Connecticut Serial Killer Positively Identified

The killing of at least seven people, whose bodies were buried behind a New Britain, Connecticut, shopping center has led multiple law enforcement sources to identify William Devin Howell as the serial killer responsible.

The 45-year-old is currently incarcerated at a Connecticut prison on separate manslaughter charges.

Howell’s is spending 15-years at the Garner Correctional Institution stemming from the homicide of Nilsa Arizmendi, a 33-year-old Wethersfield resident who vanished in 2003. Her body was never found.

Howell was put on trial for her murder but pleaded to the lesser charge of manslaughter, according to the state Division of Criminal Justice.

Howell was arrested in North Carolina in 2004 and his van was seized as evidence. Arizmendi was last seen entering his van before she disappeared. Authorities found Arizmendi’s blood in the van, as well as the blood of an unidentified person. They also found video that shows two other women. Their identities and fates remain unknown.

Howell was working odd jobs in Connecticut at the time of Arizmendi’s disappearance.

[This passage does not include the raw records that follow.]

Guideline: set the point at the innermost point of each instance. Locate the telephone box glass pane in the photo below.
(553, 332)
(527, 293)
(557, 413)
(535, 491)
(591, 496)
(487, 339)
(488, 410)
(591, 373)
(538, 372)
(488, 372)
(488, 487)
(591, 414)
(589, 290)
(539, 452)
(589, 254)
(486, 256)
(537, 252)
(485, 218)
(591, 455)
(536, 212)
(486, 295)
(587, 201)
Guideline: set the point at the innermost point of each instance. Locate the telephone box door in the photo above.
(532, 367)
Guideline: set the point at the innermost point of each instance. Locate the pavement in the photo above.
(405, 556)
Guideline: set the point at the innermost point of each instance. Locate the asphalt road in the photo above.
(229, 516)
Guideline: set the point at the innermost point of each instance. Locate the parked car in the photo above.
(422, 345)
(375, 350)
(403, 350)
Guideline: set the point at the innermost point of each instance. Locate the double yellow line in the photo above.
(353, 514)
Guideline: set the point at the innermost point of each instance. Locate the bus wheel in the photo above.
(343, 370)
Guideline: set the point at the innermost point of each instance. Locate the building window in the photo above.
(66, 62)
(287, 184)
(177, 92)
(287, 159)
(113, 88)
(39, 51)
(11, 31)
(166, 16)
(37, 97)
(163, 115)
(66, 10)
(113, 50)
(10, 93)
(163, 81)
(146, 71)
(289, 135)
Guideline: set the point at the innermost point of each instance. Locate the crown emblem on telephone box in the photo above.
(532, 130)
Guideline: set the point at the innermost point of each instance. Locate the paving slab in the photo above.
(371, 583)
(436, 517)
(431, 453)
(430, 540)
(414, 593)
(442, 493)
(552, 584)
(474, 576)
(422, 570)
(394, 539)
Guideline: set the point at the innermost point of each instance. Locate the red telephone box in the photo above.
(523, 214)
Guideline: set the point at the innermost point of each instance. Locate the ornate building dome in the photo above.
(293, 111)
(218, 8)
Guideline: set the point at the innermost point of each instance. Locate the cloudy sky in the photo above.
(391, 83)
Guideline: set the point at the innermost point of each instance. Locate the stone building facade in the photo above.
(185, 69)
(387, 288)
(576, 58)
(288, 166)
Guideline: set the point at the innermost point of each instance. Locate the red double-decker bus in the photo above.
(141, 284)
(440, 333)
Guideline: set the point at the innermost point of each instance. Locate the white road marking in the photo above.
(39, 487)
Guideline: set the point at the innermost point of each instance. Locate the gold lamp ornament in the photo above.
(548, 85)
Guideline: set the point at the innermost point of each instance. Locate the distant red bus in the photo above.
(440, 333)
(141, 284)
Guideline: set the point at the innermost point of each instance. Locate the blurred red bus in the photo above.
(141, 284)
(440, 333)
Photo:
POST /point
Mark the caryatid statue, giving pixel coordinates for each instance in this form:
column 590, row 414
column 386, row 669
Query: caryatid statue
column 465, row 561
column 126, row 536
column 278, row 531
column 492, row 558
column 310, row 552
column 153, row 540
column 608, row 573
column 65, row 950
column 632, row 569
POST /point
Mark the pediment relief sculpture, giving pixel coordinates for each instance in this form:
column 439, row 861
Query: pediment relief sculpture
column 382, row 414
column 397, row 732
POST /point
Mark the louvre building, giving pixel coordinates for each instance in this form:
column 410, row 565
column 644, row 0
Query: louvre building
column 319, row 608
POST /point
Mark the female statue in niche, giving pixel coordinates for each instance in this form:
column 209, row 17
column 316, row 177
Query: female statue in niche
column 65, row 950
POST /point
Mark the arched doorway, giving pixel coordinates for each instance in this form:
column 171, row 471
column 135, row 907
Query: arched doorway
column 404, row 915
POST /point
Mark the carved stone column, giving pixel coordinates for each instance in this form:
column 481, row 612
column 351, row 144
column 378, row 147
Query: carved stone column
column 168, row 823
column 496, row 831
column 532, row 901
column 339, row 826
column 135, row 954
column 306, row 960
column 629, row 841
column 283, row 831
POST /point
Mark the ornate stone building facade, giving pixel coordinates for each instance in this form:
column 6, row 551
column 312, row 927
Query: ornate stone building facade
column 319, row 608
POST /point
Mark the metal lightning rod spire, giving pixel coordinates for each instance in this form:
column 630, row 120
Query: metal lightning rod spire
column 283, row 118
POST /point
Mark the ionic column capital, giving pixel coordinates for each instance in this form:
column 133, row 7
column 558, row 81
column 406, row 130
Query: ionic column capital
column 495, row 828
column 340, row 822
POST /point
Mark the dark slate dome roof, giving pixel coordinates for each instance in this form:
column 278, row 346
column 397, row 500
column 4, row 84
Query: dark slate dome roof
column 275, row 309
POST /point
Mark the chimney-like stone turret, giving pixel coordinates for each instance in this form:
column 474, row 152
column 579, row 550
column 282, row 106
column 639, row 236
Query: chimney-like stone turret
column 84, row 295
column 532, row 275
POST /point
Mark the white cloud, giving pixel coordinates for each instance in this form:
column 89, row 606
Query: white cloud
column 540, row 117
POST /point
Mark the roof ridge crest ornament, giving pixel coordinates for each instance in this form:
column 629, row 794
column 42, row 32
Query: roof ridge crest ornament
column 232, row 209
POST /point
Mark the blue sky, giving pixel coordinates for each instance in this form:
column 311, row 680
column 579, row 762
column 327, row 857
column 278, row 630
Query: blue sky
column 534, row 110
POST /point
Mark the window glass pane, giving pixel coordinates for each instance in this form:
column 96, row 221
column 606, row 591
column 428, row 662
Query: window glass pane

Investigators have now recovered the bodies of at least seven people from a wooded area behind the shopping plaza at 593 Hartford Road, where a local hunter found the first set of remains in 2007.

Police have declined to officially name the suspected serial killer, citing an ongoing investigation, but have said that the person they are looking at is no longer a threat to the community. Multiple sources have leaked William Devin Howell’s name to the press.

Four of the seven victims have so far been identified – all as women who vanished in 2003.